Le candidat d’EM! bénéficie notamment  de l’appui de ses anciens acolytes  du Parti socialiste (PS), d’où il avait officialisé son départ en 2015  avant de lancer plus d’un an plus tard  son mouvement. Même le candidat du  parti de droite des Républicains, François  Fillon, qui a avoué pourtant n’aimer  ni M. Macron ni son programme,  a appelé à voter en faveur de l’ancien  ministre.

“Je suis avec une certitude totale que  de Mme Le Pen mettrait  la France par terre en six mois  et déclenchera une décadence et un  déclin pour le pays”, a-t-il expliqué. On  croit ainsi revivre les élections de 2002,  où la majorité des femmes et hommes  politiques français avaient dépassé  leurs clivages pour apporter leur soutien  au candidat de l’Union pour un  mouvement populaire (UMP, droite)  Jacques Chirac face déjà à un Le Pen,  en l’occurrence Jean-Marie, père de.  “Il ne faut pas pour autant se reposer  sur ses lauriers, nous indique M.  Hraoui. Nous l’avons vu notamment au Royaume-Uni (retrait en juin 2016 de  l’Union européenne (UE), ndlr) et aux  États-Unis (élection en novembre 2016  de Donald Trump à la présidence, ndlr),  le péril n’est jamais loin. D’où l’impératif  de rester vigilants.”

Cette préférence pour M. Macron, elle  ne se retrouve pas uniquement au sein  du commun des Français, mais aussi,  pour revenir au Maroc, à l’État marocain.

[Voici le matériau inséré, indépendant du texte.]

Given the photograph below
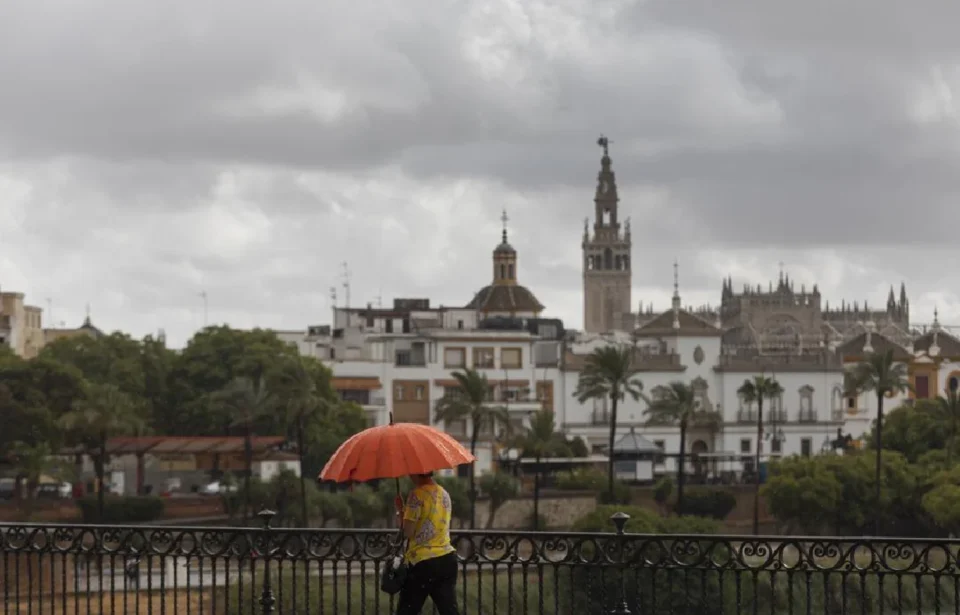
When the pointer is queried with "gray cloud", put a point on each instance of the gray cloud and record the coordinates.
(148, 153)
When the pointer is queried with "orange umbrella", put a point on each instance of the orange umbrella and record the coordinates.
(392, 451)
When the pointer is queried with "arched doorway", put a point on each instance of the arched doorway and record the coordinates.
(699, 464)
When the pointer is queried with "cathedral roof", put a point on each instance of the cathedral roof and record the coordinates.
(949, 345)
(880, 343)
(505, 298)
(690, 326)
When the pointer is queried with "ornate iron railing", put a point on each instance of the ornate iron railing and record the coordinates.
(105, 570)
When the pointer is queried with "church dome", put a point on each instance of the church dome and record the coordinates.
(504, 298)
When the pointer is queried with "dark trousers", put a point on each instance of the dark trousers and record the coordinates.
(436, 578)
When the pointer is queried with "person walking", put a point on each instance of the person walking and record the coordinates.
(432, 560)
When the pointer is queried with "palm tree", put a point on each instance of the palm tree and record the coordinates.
(107, 411)
(541, 439)
(470, 402)
(608, 374)
(949, 406)
(245, 401)
(756, 390)
(676, 404)
(880, 373)
(304, 403)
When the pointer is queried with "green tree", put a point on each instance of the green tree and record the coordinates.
(677, 404)
(949, 407)
(33, 463)
(245, 402)
(106, 412)
(471, 402)
(608, 373)
(108, 359)
(883, 375)
(756, 390)
(914, 430)
(831, 494)
(33, 396)
(540, 439)
(212, 359)
(500, 488)
(303, 404)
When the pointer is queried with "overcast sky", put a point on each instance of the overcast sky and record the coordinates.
(151, 151)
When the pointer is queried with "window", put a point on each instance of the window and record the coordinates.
(483, 358)
(454, 357)
(511, 358)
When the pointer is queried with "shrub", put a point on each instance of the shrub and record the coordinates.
(121, 509)
(671, 591)
(712, 503)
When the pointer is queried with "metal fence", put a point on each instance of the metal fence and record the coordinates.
(104, 570)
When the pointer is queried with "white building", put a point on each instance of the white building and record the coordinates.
(399, 360)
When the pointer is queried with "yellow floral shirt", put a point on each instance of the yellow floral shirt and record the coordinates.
(429, 506)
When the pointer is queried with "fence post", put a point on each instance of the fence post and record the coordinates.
(267, 599)
(620, 521)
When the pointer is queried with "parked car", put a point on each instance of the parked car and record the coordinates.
(217, 488)
(8, 488)
(54, 491)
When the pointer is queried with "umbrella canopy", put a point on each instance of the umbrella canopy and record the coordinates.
(392, 451)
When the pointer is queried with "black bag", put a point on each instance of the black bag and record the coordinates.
(394, 573)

Le candidat d’EM!, bien qu’il ne  se soit pas rendu au cours de sa campagne  au Royaume comme il l’a fait  dans les autres pays du Maghreb (Tunisie  en novembre 2016 et Algérie en  février 2017), n’en a pas moins, ainsi,  cessé de multiplier les signaux positifs.  A cet égard, il a annoncé, dans l’interview  qu’il a accordée à l’hebdomadaire  français Jeune Afrique le 14 avril 2017,  que si les Français lui accordent leur  confiance, il se rendrait “très rapidement”  au Maroc après son élection.

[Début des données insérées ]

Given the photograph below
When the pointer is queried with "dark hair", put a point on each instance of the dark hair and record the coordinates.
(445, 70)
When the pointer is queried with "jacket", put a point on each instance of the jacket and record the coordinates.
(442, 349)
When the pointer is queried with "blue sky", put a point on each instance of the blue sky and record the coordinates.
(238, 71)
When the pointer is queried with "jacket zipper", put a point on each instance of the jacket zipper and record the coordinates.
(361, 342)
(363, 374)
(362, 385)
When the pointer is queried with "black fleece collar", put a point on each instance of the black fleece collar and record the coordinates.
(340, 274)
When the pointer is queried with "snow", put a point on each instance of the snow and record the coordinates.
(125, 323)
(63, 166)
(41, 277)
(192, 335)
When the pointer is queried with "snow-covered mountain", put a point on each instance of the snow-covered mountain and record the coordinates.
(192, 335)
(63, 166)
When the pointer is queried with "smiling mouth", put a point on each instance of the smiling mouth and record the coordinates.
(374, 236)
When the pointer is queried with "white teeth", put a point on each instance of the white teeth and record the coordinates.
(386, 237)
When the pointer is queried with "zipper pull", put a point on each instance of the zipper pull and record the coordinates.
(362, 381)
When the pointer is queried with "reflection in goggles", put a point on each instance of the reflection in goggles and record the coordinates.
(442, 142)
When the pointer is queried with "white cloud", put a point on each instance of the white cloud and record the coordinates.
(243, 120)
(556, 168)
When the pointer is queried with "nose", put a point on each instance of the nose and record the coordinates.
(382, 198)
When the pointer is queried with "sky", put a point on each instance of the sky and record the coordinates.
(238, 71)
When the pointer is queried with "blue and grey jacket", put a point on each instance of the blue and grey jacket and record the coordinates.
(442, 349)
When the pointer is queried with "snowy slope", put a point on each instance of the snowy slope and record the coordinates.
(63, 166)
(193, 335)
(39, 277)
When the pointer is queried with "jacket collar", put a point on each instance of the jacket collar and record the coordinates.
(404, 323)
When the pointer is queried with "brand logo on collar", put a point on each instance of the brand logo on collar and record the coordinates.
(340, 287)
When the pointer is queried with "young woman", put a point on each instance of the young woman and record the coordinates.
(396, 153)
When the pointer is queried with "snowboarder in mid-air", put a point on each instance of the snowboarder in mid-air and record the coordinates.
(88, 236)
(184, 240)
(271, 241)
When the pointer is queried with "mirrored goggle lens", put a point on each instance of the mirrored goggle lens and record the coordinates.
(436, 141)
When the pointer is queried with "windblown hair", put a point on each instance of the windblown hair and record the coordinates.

Refusant de commenter la nature des  relations entre le Royaume et son voisin  algérien, il a même affirmé croire  “profondément” à l’intérêt des pays du  Maghreb à coopérer davantage et à intensifier  leurs relations économiques;  ce qui revient de fait à s’aligner sur la  politique du Maroc, dont le roi Mohammed  VI n’a jamais cessé, à chacun  de ses discours, de plaider en faveur  de l’intégration maghrébine, mise en  berne par l’entêtement de l’Algérie à  conditionner son implication dans le  projet de l’Union du Maghreb arabe  (UMA) par une hypothétique indépendance  du Sahara marocain.

Intégration maghrébine
Par rapport justement à la thématique  des provinces du sud, M. Macron devrait  ainsi poursuivre l’appui français  au plan d’autonomie marocain de  2007, qui propose de permettre à la région  de gérer elle-même ses affaires à  travers des organes législatif, exécutif  et judiciaire dotés de compétences exclusives.  Il avait à cet égard annoncé  dans une interview, le 5 avril 2017, à  la radio française RFI que s’il était élu,  il continuerait de se plier à la “feuille  de route” tracée par l’Organisation  des Nations unies (ONU), à savoir la  recherche d’une solution juste, durable  et mutuellement acceptable au conflit,  sans passer nécessairement par un référendum pour exercer le droit à  l’autodétermination des populations  du Sahara marocain.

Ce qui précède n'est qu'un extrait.